Originally posted in Minnesota Business Magazine
Yesterday, was the debut Marketers’ Community event curated by Laura King. The event sold out in two days and had a long waiting list, signaling that the marketing community is looking for alternative ways to learn and network.
The first topic, in a series to follow, focused on MarTech: Lessons learned in the trenches, and was hosted at Indeed. A packed room engaged with a panel of five MarTech experts including Jennifer Zink from Authentic Brand, Melissa Kane from Thomson Reuters, Kevin Quinlan from Land O’Lakes, Tracey Ellis from Leadous, and Mike Benard from Reeher.
The discussion covered everything from the vast landscape of MarTech options marketers can chose from to getting back to the basics of marketing. Overall, the panelists agreed that most companies, big and small, are struggling with marketing automation for a number a reasons. It could be that a company has too many disparate systems that don’t work well together or the perception that marketing automation automates marketing.
One of the biggest struggles is a disconnect from the top leadership to the marketing executors. The term marketing automation insinuates that spending big dollars on a top-of-the-line tool like Marketo, Eloqua or Pardot will automate your process. In reality, you will probably need more staff to manage the process from content developers to campaign architects to marketing technologists.
They suggest asking yourself these questions as you look at your marketing automation:
- What is your message and who do you want to hear it?
- Do you have the right content to support your marketing campaigns?
- How’s your database? Do you have good contacts or does the database need to be scrubbed?
- Who’s going to manage the campaign architecture and who’s going to manage marketing automation tools?
- What features do you really need in a tool and is the tool you want designed to do what you need?
One panelist commented that most companies are only using about 20% of their marketing automation tool’s features while others are using tools for things they aren’t designed to do. There is so much efficiency to be gained, but marketers need to step back and think about strategy: What are you trying to do, and how are you going to do it? Instead they are caught up in getting campaigns out the door.

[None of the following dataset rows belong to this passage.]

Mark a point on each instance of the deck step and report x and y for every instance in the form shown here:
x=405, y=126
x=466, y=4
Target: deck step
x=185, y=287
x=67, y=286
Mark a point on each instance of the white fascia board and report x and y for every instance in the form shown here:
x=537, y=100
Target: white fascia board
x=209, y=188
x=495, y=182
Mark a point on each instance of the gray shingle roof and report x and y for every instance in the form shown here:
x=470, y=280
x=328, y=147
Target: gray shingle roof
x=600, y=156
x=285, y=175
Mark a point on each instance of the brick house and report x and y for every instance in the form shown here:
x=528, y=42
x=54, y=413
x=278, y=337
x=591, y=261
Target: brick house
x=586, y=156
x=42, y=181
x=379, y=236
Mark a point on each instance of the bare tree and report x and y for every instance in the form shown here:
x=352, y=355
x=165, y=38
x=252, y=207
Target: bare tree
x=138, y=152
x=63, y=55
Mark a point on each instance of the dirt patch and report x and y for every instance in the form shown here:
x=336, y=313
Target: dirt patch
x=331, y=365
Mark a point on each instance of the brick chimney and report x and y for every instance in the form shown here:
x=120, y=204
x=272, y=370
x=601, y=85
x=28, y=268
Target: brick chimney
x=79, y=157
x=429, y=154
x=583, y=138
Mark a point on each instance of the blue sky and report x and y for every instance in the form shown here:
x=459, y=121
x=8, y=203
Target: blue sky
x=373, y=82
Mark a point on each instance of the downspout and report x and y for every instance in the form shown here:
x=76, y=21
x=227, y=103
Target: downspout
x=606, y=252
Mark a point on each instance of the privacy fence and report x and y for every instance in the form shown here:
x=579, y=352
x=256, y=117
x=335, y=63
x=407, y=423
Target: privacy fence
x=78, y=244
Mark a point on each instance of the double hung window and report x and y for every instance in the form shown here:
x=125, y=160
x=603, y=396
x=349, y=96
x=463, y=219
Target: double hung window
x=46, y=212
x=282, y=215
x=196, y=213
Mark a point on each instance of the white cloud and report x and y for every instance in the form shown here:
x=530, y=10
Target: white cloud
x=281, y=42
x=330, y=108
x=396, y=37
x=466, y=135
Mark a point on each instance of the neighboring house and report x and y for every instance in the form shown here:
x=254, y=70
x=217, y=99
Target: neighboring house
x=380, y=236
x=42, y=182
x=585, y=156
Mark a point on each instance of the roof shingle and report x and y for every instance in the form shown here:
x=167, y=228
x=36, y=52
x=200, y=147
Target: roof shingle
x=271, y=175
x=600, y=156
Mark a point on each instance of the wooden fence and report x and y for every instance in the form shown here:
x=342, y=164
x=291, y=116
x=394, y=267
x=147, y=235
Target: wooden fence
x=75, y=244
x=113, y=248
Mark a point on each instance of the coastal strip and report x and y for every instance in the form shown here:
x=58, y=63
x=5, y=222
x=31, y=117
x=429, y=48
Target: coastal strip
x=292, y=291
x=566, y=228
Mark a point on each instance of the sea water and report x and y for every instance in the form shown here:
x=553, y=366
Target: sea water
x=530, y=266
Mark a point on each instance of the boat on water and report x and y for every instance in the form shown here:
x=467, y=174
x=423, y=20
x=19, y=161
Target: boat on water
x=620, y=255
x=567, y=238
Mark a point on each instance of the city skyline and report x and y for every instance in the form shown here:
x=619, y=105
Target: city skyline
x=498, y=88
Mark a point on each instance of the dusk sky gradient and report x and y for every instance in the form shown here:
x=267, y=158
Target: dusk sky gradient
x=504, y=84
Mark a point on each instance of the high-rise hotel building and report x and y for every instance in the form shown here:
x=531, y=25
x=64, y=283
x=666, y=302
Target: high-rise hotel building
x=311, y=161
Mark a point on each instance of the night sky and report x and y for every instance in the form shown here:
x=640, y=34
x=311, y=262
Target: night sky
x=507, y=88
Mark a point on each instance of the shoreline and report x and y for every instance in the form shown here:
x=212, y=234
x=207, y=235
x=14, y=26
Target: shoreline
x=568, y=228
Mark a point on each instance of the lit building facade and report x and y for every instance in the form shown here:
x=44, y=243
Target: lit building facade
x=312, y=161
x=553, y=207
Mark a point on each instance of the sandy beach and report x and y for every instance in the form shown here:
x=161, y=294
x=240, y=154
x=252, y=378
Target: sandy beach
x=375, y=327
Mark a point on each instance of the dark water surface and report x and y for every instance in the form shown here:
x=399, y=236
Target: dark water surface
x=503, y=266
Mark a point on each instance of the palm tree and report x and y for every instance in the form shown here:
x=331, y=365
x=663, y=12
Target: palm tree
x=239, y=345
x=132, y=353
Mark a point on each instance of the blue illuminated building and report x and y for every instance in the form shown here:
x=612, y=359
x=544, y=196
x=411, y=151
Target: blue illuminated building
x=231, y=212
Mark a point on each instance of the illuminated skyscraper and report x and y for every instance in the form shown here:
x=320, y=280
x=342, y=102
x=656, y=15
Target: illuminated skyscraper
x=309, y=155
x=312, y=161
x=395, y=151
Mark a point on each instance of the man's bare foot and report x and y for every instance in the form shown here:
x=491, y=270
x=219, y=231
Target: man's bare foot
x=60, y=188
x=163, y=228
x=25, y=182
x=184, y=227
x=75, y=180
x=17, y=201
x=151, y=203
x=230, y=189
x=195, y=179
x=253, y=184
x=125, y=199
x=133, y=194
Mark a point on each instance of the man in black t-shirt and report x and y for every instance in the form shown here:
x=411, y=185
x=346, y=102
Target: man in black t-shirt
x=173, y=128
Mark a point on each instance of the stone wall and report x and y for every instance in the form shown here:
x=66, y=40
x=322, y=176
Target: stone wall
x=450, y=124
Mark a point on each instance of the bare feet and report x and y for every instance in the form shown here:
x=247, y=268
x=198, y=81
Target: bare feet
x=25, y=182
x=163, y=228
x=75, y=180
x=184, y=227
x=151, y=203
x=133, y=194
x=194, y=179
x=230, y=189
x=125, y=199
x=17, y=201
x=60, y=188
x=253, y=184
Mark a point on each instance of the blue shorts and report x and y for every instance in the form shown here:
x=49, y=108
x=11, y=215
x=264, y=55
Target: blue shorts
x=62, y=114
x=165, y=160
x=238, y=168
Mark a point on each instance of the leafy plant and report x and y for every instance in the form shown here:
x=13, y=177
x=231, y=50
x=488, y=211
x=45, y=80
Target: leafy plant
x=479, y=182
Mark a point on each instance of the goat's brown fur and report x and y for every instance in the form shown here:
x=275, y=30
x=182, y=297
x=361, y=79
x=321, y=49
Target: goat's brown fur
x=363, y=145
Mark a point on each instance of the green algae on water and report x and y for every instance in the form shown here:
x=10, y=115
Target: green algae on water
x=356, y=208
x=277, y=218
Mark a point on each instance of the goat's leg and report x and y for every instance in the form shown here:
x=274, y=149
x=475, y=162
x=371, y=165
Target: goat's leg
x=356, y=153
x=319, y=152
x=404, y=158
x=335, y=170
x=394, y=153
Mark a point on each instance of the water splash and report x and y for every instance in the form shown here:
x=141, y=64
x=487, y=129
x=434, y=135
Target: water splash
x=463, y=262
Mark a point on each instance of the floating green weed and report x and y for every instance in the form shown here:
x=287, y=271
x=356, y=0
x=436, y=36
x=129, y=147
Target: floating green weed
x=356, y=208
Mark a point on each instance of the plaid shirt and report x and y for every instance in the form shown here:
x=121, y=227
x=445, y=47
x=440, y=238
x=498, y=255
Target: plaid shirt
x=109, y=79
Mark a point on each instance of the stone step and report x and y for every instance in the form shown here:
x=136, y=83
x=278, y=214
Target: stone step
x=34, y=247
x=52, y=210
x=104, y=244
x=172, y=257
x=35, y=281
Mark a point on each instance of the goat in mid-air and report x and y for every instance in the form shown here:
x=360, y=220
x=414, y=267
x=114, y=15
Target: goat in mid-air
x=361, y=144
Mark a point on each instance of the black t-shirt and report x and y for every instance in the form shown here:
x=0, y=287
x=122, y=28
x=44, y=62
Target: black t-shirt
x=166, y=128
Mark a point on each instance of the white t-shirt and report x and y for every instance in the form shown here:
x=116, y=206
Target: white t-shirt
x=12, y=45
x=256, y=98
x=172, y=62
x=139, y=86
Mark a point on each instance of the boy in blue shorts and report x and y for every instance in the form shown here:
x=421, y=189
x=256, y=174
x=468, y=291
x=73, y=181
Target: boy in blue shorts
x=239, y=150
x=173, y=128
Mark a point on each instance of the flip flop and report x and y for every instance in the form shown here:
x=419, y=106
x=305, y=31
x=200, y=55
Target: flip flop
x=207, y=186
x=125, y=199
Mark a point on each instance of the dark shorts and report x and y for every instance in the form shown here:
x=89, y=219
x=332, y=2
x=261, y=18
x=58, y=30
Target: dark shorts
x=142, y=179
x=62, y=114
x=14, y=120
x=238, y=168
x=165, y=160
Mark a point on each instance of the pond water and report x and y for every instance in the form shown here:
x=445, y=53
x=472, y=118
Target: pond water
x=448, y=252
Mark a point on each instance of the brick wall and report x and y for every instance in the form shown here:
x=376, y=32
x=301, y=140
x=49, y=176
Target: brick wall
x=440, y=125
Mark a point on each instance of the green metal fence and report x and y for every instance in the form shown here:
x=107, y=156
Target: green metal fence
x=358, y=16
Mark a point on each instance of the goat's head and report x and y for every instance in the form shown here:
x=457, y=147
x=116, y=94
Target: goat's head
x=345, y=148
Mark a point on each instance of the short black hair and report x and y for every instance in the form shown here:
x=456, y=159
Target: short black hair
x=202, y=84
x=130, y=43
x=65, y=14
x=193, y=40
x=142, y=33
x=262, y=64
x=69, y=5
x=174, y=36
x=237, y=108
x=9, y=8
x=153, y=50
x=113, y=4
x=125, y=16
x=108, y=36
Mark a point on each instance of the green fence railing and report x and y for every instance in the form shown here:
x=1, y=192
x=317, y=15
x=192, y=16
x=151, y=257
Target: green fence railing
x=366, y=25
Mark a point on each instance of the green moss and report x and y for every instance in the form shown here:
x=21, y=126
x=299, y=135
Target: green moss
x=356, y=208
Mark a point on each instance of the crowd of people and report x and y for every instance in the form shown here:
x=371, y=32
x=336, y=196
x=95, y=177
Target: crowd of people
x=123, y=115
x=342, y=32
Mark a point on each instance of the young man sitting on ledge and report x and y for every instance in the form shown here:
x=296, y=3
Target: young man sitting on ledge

One panelist shared that they see so many companies, “creating content to feed the beast just to keep up, but the content ends up not being good.” In response, Jennifer Zink from Authentic Brand shared a quote from her former boss: “The only thing a good MarTech stack does if your message sucks is make it suck faster.”
Marketing automation is far from automatic. It takes a team of people to make it successful. Big businesses are able to hire specialized talent to think about data, content and tools but that can get complicated when they are matrixed across organizations. Smaller businesses are able to keep the strategy within a smaller group, but they struggle with finding talent that has skill sets to do it all.
The panel closed the session out talking about what to do with all the data MarTech tools collect. First, they instructed marketers to define and agree upon what a qualified lead is with sales.
Second, marketers need to establish one source of truth for data that sales and marketing can reference, allowing marketing to link to sales and show their value in revenue generation. “At the end of the day the only metric that really matters is revenue explained,” said Mike Bernard of Reeher.
Third, marketers need to understand what the data is saying, so they can create a comprehensive story to share with leaders in their organizations. Until they control the story, they should expect to get bombarded with data requests from the top that don’t really tell executives a complete story.
The next Marketers’ Community event is coming soon, but a date has not been determined.